|
[Date Prev][Date Next][Thread Prev][Thread Next][Date Index][Thread Index] Re: [Xen-devel] [PATCH 2/2] xen/privcmd: add PRIVCMD_MMAPBATCH_V2 ioctl
David,
The patch looks functionally ok, but I still have two lingering concerns:
- the hideous casting of mfn into err
- why not signal paged out frames for V1
Rather than keep writing English, I wrote some C :)
And took the liberty to include your signed-off. David & Konrad, let me know
what you think, and once we settle on either version we can move into unit
testing this.
Thanks
Andres
commit 3c0c619f11a26b7bc3f12a1c477cf969c25de231
Author: Andres Lagar-Cavilla <andres@xxxxxxxxxxxxxxxx>
Date: Thu Aug 30 12:23:33 2012 -0400
xen/privcmd: add PRIVCMD_MMAPBATCH_V2 ioctl
PRIVCMD_MMAPBATCH_V2 extends PRIVCMD_MMAPBATCH with an additional
field for reporting the error code for every frame that could not be
mapped. libxc prefers PRIVCMD_MMAPBATCH_V2 over PRIVCMD_MMAPBATCH.

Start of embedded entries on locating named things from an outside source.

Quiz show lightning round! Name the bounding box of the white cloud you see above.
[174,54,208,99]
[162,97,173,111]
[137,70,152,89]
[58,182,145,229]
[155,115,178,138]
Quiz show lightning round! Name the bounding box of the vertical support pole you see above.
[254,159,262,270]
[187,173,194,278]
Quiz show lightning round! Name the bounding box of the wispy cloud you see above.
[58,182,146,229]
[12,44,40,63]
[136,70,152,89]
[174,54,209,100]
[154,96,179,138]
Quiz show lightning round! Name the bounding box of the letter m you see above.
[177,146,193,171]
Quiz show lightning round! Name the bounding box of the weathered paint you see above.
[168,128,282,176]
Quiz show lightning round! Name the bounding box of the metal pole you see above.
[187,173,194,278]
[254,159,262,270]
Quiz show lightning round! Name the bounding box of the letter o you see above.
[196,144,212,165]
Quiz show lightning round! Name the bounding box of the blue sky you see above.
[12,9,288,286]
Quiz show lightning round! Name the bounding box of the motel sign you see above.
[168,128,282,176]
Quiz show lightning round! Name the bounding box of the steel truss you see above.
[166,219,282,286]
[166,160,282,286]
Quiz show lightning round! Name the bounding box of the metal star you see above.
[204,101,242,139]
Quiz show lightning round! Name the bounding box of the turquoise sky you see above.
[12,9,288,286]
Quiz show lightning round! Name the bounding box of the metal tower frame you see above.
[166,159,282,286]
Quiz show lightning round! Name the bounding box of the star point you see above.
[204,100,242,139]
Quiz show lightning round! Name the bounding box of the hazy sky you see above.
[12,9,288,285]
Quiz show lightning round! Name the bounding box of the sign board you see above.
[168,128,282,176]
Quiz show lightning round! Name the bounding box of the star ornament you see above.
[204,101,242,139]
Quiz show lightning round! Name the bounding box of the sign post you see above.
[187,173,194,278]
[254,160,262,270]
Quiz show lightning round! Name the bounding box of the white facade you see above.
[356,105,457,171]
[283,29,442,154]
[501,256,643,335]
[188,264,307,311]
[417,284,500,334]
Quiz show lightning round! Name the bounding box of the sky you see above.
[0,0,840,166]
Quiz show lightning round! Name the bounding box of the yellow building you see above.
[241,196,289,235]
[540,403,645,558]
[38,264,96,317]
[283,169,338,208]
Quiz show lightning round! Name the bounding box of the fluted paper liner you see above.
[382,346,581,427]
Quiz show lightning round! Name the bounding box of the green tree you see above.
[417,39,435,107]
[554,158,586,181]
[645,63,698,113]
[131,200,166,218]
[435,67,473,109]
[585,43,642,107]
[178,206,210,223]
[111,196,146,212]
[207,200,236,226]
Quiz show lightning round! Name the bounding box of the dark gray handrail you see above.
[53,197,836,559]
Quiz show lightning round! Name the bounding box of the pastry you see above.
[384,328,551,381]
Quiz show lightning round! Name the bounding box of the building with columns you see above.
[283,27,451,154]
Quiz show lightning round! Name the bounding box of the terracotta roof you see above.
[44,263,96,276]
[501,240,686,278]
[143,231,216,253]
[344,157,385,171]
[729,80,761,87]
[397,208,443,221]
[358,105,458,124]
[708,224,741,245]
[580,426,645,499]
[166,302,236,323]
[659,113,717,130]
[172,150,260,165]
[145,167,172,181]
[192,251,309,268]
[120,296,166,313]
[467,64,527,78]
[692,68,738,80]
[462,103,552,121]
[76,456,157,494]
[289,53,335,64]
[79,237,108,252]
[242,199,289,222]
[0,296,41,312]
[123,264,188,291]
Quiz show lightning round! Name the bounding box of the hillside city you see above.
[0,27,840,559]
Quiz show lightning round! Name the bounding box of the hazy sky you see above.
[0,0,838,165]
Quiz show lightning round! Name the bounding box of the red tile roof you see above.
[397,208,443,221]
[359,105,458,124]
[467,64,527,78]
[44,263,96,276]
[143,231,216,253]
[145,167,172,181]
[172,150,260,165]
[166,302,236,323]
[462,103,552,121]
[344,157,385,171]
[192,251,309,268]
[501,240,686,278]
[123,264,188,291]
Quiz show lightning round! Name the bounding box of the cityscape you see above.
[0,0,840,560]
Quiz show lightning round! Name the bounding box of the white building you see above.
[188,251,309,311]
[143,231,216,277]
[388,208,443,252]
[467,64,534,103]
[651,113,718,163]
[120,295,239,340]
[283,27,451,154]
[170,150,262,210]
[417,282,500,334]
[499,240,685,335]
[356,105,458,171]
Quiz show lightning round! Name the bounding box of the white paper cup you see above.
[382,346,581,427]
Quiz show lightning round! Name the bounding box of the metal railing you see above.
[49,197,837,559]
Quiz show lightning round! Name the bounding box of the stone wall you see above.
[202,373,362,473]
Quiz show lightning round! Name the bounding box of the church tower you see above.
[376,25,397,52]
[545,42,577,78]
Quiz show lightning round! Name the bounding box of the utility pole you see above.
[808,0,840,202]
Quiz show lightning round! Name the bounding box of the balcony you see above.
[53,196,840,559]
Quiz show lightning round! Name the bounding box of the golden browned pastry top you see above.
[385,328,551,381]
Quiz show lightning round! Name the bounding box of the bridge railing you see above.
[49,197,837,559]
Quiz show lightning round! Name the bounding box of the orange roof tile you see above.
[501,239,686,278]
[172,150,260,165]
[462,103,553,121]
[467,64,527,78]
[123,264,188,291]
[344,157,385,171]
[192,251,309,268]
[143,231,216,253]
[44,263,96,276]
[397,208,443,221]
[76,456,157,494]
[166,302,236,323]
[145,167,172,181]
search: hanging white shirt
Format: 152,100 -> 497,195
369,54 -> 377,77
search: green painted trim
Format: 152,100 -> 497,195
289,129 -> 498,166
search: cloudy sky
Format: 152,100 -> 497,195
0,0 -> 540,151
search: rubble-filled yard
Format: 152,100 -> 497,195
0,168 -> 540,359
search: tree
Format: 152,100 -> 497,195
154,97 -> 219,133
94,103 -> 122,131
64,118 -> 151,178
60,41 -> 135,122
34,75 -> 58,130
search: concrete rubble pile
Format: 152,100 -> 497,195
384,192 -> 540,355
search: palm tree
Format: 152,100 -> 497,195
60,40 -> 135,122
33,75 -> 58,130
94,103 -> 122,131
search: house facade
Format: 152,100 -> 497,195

Also expand PRIVCMD_MMAPBATCH to return appropriate error-encoding top
nibble
in the mfn array.
Signed-off-by: David Vrabel <david.vrabel@xxxxxxxxxx>
Signed-off-by: Andres Lagar-Cavilla <andres@xxxxxxxxxxxxxxxx>
diff --git a/drivers/xen/privcmd.c b/drivers/xen/privcmd.c
index 85226cb..6562e29 100644
--- a/drivers/xen/privcmd.c
+++ b/drivers/xen/privcmd.c
@@ -76,7 +76,7 @@ static void free_page_list(struct list_head *pages)
*/
static int gather_array(struct list_head *pagelist,
unsigned nelem, size_t size,
- void __user *data)
+ const void __user *data)
{
unsigned pageidx;
void *pagedata;
@@ -246,20 +246,54 @@ struct mmap_batch_state {
domid_t domain;
unsigned long va;
struct vm_area_struct *vma;
+ /* A tristate:
+ * 0 for no errors
+ * 1 if at least one error has happened (and no
+ * -ENOENT errors have happened)
+ * -ENOENT if at least 1 -ENOENT has happened.
+ */
int err;
- xen_pfn_t __user *user;
+ xen_pfn_t __user *user_mfn;
+ int __user *user_err;
};
static int mmap_batch_fn(void *data, void *state)
{
xen_pfn_t *mfnp = data;
struct mmap_batch_state *st = state;
+ int ret;
+
+ ret = xen_remap_domain_mfn_range(st->vma, st->va & PAGE_MASK, *mfnp, 1,
+ st->vma->vm_page_prot, st->domain);
+ if (ret < 0) {
+ /*
+ * V2 provides a user-space (pre-checked for access) user_err
+ * pointer, in which we store the individual map error codes.
+ *
+ * V1 encodes the error codes in the 32bit top nibble of the
+ * mfn (with its known limitations vis-a-vis 64 bit callers).
+ *
+ * In either case, global state.err is zero unless one or more
+ * individual maps fail with -ENOENT, in which case it is
-ENOENT.
+ *
+ */
+ if (st->user_err)
+ BUG_ON(__put_user(ret, st->user_err++));
+ else {
+ xen_pfn_t nibble = (ret == -ENOENT) ?
+ PRIVCMD_MMAPBATCH_PAGED_ERROR :
+ PRIVCMD_MMAPBATCH_MFN_ERROR;
+ *mfnp |= nibble;
+ }
- if (xen_remap_domain_mfn_range(st->vma, st->va & PAGE_MASK, *mfnp, 1,
- st->vma->vm_page_prot, st->domain) < 0) {
- *mfnp |= 0xf0000000U;
- st->err++;
+ if (ret == -ENOENT)
+ st->err = -ENOENT;
+ else {
+ /* Record that at least one error has happened. */
+ if (st->err == 0)
+ st->err = 1;
+ }
}
st->va += PAGE_SIZE;
@@ -271,15 +305,18 @@ static int mmap_return_errors(void *data, void *state)
xen_pfn_t *mfnp = data;
struct mmap_batch_state *st = state;
- return put_user(*mfnp, st->user++);
+ if (st->user_err == NULL)
+ return __put_user(*mfnp, st->user_mfn++);
+
+ return 0;
}
static struct vm_operations_struct privcmd_vm_ops;
-static long privcmd_ioctl_mmap_batch(void __user *udata)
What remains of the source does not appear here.